One frequently used assessment technique is to hold an interactive session with the candidate where they are challenged to solve various exercises in front of one or more interviewers. This is typically arranged to be on a whiteboard while they are instructed to talk out loud about how they are solving the problems as they do so. This does not correspond well with the actual development process used on the job.
A more representative test would be a programming task that requires several hours, in a setting that allows the candidate to consult online resources and encourages the programmer to ask questions of the interviewer. To be representative, the problem description(s) should be incomplete and ambiguous. The questions the candidate asks the interviewer are more revealing than the candidate’s answers to questions the interviewer asks. How the candidate uses their time is telling. Watch for an approach that puts understanding the problem, and then determining an approach to solving it, ahead of coding the submission.
Pay attention to not just technological competence, but interpersonal skills, and to compatibility with your current staff. After the candidate passes a problem-solving screen, make sure they have an opportunity to interact with the members of the team they will be working with.
However, the first impressions of the team may not be a reliable indicator of compatibility. These can be colored by preconceptions and biases, and you should avoid over-reliance on subjective reactions. Direct your team to ask the candidate objective questions that are directly relevant to the team’s work. Remember that you owe the candidate an opportunity to assess the milieu they will spend their working life in. See how they take advantage of that opportunity.
Again, the questions the candidates ask are more important than the questions they are asked.
Experience matters, yet a candidate interview is not the best way to assess it. Savvy candidates will have prepared a personnel narrative that emphasizes the best aspects of their background, mirroring their carefully honed resumes. Ask if the candidate can suggest references who have worked with them on projects that seem relevant to what your business is doing. Ask about participation in open source projects – this marks the candidate as someone who is actively pursuing experience and showing initiative. Following up on the candidate’s responses can provide solid evidence of relevant experience.
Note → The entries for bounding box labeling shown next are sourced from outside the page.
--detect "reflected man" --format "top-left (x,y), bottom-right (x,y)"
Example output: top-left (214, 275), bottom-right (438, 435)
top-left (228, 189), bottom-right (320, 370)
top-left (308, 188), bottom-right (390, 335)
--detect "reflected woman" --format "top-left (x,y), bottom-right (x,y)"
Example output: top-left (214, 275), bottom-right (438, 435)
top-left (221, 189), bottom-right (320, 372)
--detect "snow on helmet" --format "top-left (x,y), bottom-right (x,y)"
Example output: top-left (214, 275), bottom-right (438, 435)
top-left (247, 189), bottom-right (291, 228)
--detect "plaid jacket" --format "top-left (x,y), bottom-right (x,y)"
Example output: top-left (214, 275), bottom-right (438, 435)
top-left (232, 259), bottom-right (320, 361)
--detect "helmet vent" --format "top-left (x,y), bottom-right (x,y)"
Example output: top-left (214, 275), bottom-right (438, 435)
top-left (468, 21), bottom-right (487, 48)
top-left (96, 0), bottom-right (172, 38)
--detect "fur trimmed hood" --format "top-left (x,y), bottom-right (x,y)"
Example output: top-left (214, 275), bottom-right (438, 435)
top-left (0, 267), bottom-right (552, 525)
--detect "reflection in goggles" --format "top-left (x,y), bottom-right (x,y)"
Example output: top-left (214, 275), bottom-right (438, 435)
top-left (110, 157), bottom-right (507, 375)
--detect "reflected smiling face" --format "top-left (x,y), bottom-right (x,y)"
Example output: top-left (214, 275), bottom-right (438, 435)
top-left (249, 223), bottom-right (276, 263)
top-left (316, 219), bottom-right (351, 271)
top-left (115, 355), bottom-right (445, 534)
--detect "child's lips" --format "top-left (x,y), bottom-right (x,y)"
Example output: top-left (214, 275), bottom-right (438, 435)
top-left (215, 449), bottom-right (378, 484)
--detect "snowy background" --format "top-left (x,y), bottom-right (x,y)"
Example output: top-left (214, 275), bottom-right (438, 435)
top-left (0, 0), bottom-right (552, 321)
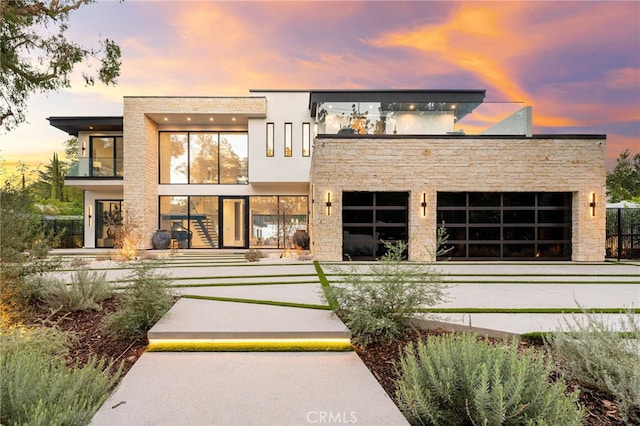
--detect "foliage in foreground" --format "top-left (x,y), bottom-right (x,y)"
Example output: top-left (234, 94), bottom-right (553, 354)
top-left (325, 242), bottom-right (445, 346)
top-left (547, 311), bottom-right (640, 424)
top-left (396, 334), bottom-right (582, 425)
top-left (0, 350), bottom-right (119, 425)
top-left (105, 261), bottom-right (173, 338)
top-left (0, 184), bottom-right (57, 321)
top-left (36, 269), bottom-right (111, 312)
top-left (0, 324), bottom-right (122, 425)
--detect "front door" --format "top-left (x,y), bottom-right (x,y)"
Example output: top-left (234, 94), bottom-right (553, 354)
top-left (220, 197), bottom-right (248, 248)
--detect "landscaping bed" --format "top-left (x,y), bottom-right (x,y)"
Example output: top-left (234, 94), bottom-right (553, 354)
top-left (23, 298), bottom-right (624, 426)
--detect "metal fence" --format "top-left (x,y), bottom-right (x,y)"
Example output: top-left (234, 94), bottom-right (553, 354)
top-left (606, 208), bottom-right (640, 260)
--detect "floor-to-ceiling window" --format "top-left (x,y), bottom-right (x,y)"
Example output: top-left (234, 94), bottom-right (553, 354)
top-left (95, 200), bottom-right (124, 248)
top-left (249, 195), bottom-right (309, 248)
top-left (159, 132), bottom-right (249, 185)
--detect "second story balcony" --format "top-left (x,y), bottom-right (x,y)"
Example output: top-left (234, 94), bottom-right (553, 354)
top-left (66, 157), bottom-right (124, 179)
top-left (310, 90), bottom-right (532, 136)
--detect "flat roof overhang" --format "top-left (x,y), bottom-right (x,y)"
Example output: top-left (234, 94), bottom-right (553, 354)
top-left (47, 116), bottom-right (123, 136)
top-left (309, 90), bottom-right (486, 117)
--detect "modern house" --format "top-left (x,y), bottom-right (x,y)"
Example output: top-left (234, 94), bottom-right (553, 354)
top-left (48, 90), bottom-right (606, 261)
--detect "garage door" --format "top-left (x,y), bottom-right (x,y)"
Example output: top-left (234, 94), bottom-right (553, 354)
top-left (342, 192), bottom-right (409, 260)
top-left (438, 192), bottom-right (571, 260)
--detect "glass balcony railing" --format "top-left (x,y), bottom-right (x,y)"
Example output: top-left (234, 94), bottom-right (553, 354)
top-left (67, 157), bottom-right (124, 178)
top-left (316, 102), bottom-right (532, 135)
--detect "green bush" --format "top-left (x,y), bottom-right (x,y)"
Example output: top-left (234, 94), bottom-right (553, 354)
top-left (0, 350), bottom-right (120, 425)
top-left (105, 261), bottom-right (173, 338)
top-left (547, 312), bottom-right (640, 424)
top-left (325, 242), bottom-right (446, 346)
top-left (39, 269), bottom-right (111, 312)
top-left (0, 324), bottom-right (72, 357)
top-left (396, 334), bottom-right (582, 426)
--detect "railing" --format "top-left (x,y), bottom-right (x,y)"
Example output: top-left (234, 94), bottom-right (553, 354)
top-left (67, 157), bottom-right (124, 177)
top-left (316, 102), bottom-right (532, 136)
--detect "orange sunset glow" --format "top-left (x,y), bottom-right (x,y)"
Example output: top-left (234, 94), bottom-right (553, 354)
top-left (0, 0), bottom-right (640, 181)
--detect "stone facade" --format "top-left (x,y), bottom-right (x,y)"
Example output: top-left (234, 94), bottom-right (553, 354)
top-left (310, 135), bottom-right (606, 261)
top-left (123, 97), bottom-right (267, 248)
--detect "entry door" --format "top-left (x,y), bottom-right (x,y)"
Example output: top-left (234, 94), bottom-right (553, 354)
top-left (220, 197), bottom-right (248, 248)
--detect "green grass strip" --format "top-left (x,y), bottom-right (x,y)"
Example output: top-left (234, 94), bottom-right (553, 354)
top-left (170, 281), bottom-right (318, 288)
top-left (181, 294), bottom-right (330, 311)
top-left (416, 308), bottom-right (640, 314)
top-left (313, 261), bottom-right (340, 312)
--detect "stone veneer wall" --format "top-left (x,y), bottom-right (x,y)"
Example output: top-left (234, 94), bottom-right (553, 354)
top-left (123, 97), bottom-right (267, 248)
top-left (311, 135), bottom-right (606, 261)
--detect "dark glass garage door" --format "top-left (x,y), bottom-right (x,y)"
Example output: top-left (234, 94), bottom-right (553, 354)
top-left (438, 192), bottom-right (571, 260)
top-left (342, 192), bottom-right (409, 260)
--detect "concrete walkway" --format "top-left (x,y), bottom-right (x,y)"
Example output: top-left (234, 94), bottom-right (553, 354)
top-left (82, 252), bottom-right (640, 425)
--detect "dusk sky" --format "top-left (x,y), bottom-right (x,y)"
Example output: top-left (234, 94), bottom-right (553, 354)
top-left (0, 0), bottom-right (640, 181)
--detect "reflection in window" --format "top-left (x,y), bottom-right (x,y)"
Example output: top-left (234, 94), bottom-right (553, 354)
top-left (160, 132), bottom-right (189, 183)
top-left (267, 123), bottom-right (274, 157)
top-left (89, 136), bottom-right (123, 176)
top-left (189, 133), bottom-right (218, 183)
top-left (284, 123), bottom-right (293, 157)
top-left (302, 123), bottom-right (311, 157)
top-left (220, 133), bottom-right (249, 184)
top-left (159, 132), bottom-right (249, 184)
top-left (249, 196), bottom-right (308, 248)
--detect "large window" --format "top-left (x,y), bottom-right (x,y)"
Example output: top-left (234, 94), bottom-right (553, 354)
top-left (438, 192), bottom-right (571, 260)
top-left (89, 136), bottom-right (123, 176)
top-left (159, 132), bottom-right (249, 184)
top-left (249, 195), bottom-right (308, 248)
top-left (160, 196), bottom-right (220, 248)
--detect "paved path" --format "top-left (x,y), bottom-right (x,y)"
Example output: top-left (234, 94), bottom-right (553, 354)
top-left (45, 251), bottom-right (640, 425)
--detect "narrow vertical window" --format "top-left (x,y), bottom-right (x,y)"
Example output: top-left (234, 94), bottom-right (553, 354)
top-left (284, 123), bottom-right (293, 157)
top-left (267, 123), bottom-right (273, 157)
top-left (302, 123), bottom-right (311, 157)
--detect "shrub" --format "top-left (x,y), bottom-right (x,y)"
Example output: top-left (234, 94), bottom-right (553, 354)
top-left (39, 269), bottom-right (111, 312)
top-left (0, 350), bottom-right (121, 425)
top-left (325, 242), bottom-right (445, 346)
top-left (105, 262), bottom-right (173, 338)
top-left (547, 312), bottom-right (640, 424)
top-left (396, 334), bottom-right (582, 425)
top-left (0, 323), bottom-right (72, 357)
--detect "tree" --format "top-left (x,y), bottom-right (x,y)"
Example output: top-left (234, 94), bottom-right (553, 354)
top-left (607, 149), bottom-right (640, 203)
top-left (0, 0), bottom-right (121, 131)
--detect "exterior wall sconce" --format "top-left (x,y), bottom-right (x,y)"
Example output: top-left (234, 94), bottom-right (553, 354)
top-left (589, 192), bottom-right (596, 217)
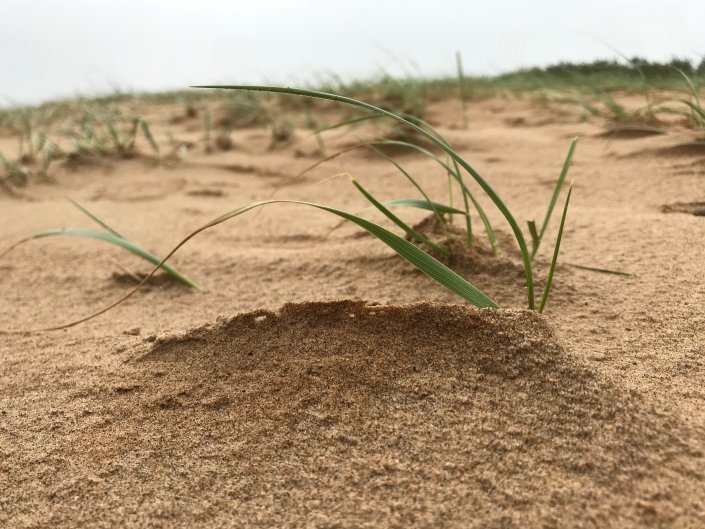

Hiring managers need to accept that they cannot truly predict a candidate’s ability to develop software in their organization. Hiring needs to be treated as just one part of the staffing function. It must be complemented by proactively developing new hire skills and monitoring their professional growth through mentoring. Best practices like pair programming, in the context of an Agile team, can help you assess whether the candidate is providing the value to your organization that you need.
One way to reduce the risk, and cost, of hiring new staff directly is to use a software services company. Unlike a staffing firm, it can draw on a semi-permanent staff of already proven professionals. These individuals can start working in your organization without the overhead of the hiring process.
Be realistic. Hiring carefully can avoid some of the worst situations that a manager has to face. Hiring *too* carefully can deny your business resources critical for its success.